We recently demonstrated that oxLDL induction of TF in human monocytes is inhibited by pretreatment with simvastatin [28••]. In addition, simvastatin administration attenuated hypercholesterolemic increases in oxLDL, PBMC or white blood cell TF, MP TF activity, circulating MPs, and thrombin-antithrombin (independent of changes in LDL) in both mice and monkey study models [28••]. Similar LDL-independent effects of simvastatin and pravastatin resulted in reduced inflammation and thrombogenicity in hypercholesterolemic pigs and monkeys [106-107]. Regarding atherosclerosis, simvastatin and rosuvastatin administration reduced both aortic and atherosclerotic lesion TF in hypercholesterolemic mice without affecting LDL [100, 102]. Importantly, monocyte and macrophage expression of TF is inhibited by statins [24, 26, 85-86, 103-105]. This statin-induced reduction of TF is also demonstrated in vivo in type II familial hypercholesterolemic patients along with concomitant reductions in prothrombin fragmant F1 + 2 [85-86]. These data suggest that simvastatin can decrease TF expression and activity, primarily in monocytic cells, and that this may be an alternative therapy for TF inhibition in atherosclerotic and atherothrombotic conditions.

It is interesting to note that almost 50% of patients who develop atherosclerosis and eventual atherothrombosis have levels of LDL cholesterol which are considered at or below the average range of an otherwise ‘healthy’ population [17, 108]. Therefore, these patients could also benefit from the pleotrophic effects of statin therapy [100-101]. The key is to identify these ‘normal’ patients with advanced atherosclerotic disease using various other biomarkers, e.g.

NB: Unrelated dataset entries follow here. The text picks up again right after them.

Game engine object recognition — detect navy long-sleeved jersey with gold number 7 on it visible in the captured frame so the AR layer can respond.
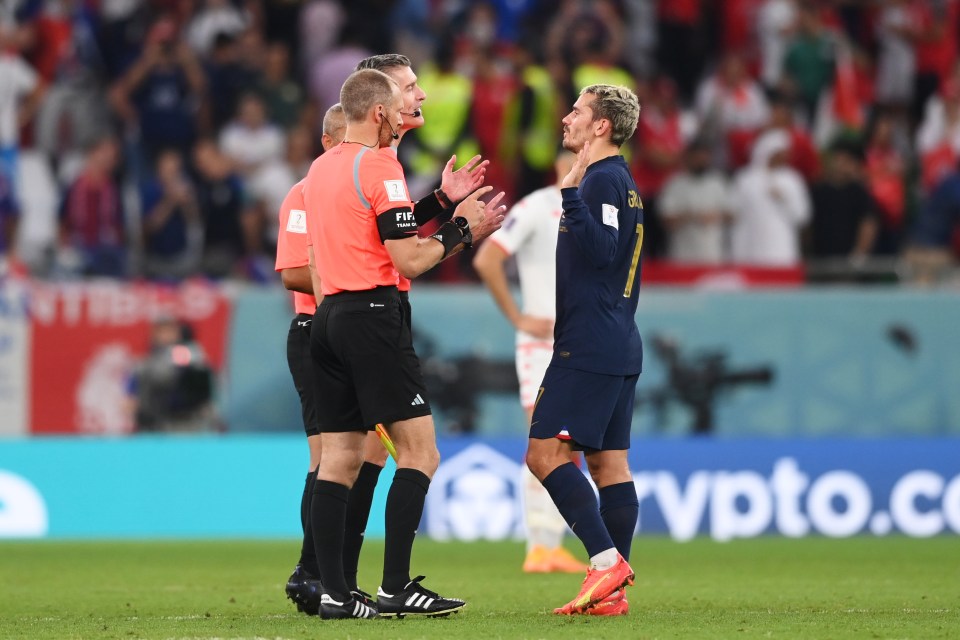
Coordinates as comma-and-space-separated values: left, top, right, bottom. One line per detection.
551, 156, 643, 375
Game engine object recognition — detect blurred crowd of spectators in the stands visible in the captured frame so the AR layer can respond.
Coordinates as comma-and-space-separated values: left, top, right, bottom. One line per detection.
0, 0, 960, 282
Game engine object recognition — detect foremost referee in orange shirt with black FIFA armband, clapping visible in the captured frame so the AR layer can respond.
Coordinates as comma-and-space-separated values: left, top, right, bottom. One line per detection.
303, 69, 505, 618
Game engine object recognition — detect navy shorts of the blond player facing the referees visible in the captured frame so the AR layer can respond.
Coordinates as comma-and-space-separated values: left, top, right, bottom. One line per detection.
530, 365, 640, 451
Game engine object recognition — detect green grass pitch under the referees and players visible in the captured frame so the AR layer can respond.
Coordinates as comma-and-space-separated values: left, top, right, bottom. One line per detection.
0, 537, 960, 640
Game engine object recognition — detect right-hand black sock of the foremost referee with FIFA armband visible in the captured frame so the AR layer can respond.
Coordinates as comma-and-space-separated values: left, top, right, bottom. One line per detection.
381, 468, 430, 595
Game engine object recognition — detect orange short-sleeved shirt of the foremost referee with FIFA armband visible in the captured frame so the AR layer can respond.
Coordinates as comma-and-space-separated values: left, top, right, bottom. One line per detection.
303, 142, 417, 295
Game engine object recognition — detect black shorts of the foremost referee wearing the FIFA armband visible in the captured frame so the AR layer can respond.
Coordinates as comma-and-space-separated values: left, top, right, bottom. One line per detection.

TF-positive MPs (as discussed in the previous section), and with screening of inflammatory markers. In a hallmark study, the justification for the use of statins in primary prevention (JUPITER) trial demonstrated preemptive administration of rosuvastatin to individuals with normal levels of LDL, but elevated levels of inflammation, could significantly reduce the incidence of major cardiovascular events [109]. Again, this demonstrates that inflammation may serve as a potent biomarker in patients with ‘silent’ atherosclerotic disease having normal lipid levels. In addition, a retrospective analysis of JUPITER found that VTE was also significantly reduced in this patient population [110••]. It was speculated that this reduction in events was due to statin-induced inhibition of TF expression [110••].

In addition to statins, another commonly used therapeutic also reduces both direct TF expression and activity in vitro and in vivo. Application of ACE inhibitors captopril, idrapril, and fosinopril, as well as the ARB losartan, dose-dependently decreased TF expression and activity in endotoxin-stimulated PBMCs [111]. Interestingly, ACE inhibition with enalapril also decreased levels of plasma TF antigen in patients with acute myocardial infarction [112]. Moreover, ACE inhibitors have been demonstrated to reduce the incidence of myocardial infarction, suggesting potential antithrombotic effects of this drug class [113-116]. This may occur, in part, independently of blood pressure inhibition by decreasing synthesis of IL-1β and TNF-α recruitment of monocytes to atherosclerotic plaques [111, 117-118]. Together, this data suggests ACE inhibitors and ARBs may have similar pleiotrophic effects to statins and that their antithrombotic outcomes may be, in part, due to reduced TF expression in monocytes.

Conclusion

In summary, high levels of TF are present in atherosclerotic plaques. Importantly, plaque-derived TF is likely to be a major trigger of atherothrombosis and is the major determinant of the thrombogenicity of the atheroma. TF-positive MPs are generated in advanced atherosclerosis and may be a useful biomarker for monitoring atherosclerosis and thrombotic risk. Finally, there are several clinically used drugs that inhibit TF expression and this may add to the beneficial effects of these drugs.

Acknowledgments

This work was supported by a National Institutes of Health grants 1F32-HL099175-02 (APO III) and PO1-HL006350-34 (NM).

Footnotes

Competing Interest Statement: None

Disclosure: No potential conflicts of interest relevant to this article were reported.